No contato com os alunos, o mestre adquire a simplicidade e a capacidade de admirar a realidade sem no entanto perder a maturidade e a experiência do espírito formado[359], uma simplicitas de atitude que deve se transformar em simplicitas de comunicação[360].

O segredo desse aparente paradoxo está no amor, que torna o mestre capaz de conjugar toda sua experiência com uma "amorosa identificação com os que começam"[361].
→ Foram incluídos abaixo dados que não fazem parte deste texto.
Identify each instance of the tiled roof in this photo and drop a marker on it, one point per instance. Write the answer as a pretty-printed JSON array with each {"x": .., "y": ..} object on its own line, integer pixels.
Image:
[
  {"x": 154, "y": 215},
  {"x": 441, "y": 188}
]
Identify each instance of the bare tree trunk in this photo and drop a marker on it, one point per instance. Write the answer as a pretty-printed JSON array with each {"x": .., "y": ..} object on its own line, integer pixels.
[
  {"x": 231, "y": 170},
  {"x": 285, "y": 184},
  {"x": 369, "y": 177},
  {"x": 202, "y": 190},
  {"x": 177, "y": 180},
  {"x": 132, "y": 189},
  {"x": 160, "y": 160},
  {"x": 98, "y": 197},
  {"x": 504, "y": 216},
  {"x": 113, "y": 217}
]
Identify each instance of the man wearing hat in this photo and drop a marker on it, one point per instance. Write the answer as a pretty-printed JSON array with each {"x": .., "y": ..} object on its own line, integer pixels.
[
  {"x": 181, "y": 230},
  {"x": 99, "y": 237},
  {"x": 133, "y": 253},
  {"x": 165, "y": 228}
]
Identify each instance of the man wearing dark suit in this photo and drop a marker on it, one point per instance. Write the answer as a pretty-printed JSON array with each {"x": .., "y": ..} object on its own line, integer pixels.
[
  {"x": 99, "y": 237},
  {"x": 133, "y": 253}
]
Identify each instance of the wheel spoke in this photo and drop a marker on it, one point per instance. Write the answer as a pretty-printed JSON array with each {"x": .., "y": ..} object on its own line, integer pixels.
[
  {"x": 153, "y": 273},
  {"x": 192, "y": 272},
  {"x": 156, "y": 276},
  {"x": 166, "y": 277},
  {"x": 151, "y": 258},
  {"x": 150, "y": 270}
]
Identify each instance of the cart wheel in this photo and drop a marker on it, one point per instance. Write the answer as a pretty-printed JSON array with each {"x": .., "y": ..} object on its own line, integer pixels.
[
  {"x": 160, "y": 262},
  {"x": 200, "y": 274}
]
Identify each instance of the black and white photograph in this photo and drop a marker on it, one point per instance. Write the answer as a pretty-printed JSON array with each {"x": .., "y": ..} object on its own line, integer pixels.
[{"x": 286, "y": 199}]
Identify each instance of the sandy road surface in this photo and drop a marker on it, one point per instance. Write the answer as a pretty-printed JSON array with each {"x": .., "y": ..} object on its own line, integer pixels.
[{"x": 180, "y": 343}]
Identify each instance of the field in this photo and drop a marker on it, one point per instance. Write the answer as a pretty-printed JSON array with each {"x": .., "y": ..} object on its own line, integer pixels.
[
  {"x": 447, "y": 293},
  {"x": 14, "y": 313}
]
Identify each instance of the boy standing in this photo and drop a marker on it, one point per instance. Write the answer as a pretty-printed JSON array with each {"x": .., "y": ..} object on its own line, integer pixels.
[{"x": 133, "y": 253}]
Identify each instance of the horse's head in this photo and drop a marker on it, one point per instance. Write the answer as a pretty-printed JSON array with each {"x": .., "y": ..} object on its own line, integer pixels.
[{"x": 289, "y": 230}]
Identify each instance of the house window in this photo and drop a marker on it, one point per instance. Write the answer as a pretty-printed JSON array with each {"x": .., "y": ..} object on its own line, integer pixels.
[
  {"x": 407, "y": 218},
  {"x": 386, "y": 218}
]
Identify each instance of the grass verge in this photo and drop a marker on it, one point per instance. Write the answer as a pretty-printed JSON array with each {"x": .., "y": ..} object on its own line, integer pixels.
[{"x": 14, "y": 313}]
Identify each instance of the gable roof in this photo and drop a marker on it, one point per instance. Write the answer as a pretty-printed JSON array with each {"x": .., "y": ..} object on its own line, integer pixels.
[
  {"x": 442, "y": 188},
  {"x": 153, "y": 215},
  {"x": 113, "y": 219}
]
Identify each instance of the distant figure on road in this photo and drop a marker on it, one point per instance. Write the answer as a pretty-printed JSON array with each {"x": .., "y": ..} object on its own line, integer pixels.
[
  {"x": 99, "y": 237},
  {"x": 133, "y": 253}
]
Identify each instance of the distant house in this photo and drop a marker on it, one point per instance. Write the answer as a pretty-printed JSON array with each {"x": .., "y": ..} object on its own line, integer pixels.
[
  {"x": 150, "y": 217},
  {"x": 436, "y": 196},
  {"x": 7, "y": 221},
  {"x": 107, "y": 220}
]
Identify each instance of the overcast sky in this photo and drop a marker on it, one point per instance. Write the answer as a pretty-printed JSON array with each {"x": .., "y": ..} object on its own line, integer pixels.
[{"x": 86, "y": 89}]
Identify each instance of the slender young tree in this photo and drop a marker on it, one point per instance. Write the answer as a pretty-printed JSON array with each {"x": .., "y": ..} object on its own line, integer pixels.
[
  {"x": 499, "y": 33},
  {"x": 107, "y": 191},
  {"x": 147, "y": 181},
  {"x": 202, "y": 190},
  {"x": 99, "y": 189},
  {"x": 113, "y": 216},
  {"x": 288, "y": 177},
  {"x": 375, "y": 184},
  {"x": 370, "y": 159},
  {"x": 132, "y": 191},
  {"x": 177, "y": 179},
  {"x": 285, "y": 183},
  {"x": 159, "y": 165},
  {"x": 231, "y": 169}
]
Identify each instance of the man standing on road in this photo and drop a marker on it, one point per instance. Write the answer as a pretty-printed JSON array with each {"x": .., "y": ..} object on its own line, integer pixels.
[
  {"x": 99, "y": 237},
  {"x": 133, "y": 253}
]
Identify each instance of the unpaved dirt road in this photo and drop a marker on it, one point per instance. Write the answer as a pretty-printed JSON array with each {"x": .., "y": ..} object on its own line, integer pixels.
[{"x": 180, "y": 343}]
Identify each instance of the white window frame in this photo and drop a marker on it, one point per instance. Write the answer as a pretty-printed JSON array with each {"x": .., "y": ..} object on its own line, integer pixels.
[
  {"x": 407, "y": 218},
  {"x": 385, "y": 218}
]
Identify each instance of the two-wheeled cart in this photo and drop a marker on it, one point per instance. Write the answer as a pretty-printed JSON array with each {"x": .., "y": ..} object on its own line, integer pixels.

No seu livro sobre o amor, Pieper ensina que

a proximidade entre "amor" e "ser igual" expressada na mesma palavra[362] traz à luz um componente de significação que a princípio nos era mais ou menos oculto, mas que depois não nos surpreende e de que até já tínhamos suspeitado e quase mesmo sabido com certeza: que o amor inclui sempre um recíproco voltar-se entre amante e amado e repousa sobre esse voltar-se[363].

Do mesmo modo, aprender (sempre que se trate do genuíno aprender) é crescer numa realidade em que o estudante não teria ingresso, mas que lhe é tornada acessível por sua união confiada com o mestre, "pela identificação amorosa com quem ensina"[364].

Como dissemos, tudo isto não é formulado abstratamente. Pieper pensa no caso paradigmático de S. Tomás (sobretudo a partir do que diz sobre o voltar-se para os principiantes, no prólogo da Summa Theologica) e, também, sem o dizer, na sua própria experiência de brilhante professor. É interessante observar que Pieper desenvolve essas teses, também ele, dirigindo-se aos principiantes no livro Thomas von Aquin: Leben und Werk, um livro escrito "em linguagem mais próxima da oral que da escrita. É a redação, só ligeiramente modificada, de aulas para alunos procedentes de diversas faculdades"[365].

Certamente o professor deve cultivar a técnica didática; mas sempre o que é essencial, o que indica a qualidade do mestre "não é algo que vem de fora, mas sim algo que está impresso no mais íntimo de seu ser"[366] e uma metodologia só é verdadeiramente válida quando se liga vitalmente à atitude de voltar-se para a realidade[367].

Naturalmente, não pretendemos que haja na obra de Pieper uma identificação simples entre o filosofar e o ensinar. Não, "há grandes pensadores e pesquisadores que não têm a capacidade ou o desejo de se comunicar pelo ensino"[368].

O que, sim, se depreende da obra de Pieper é que o professor (o verdadeiro e genuíno professor e na medida em que seu ensino supera a mera instrução) tem a atitude do filosofar: abertura à verdade das coisas, admirar-se sempre de novo com a realidade, etc. Uma atitude que, no caso do mestre, se mantém continuamente jovem também pela identificação amorosa com os que começam.

Tal como para a educação moral (de que aqui não nos ocuparemos), toda educação em geral é algo que parte de dentro do próprio educando[369].

A formação humana é resumida por Pieper como um Selbstverwirklichungsvorgang[370]; e ao afirmar este processo de auto-realização, Pieper mantém uma posição equilibrada e harmônica, pois tal processo não é caótico nem aleatório: deve voltar-se (caso queiramos uma realização autenticamente humana) não para os caprichos de uma mal entendida "criatividade", mas para a descoberta da realidade objetiva[371].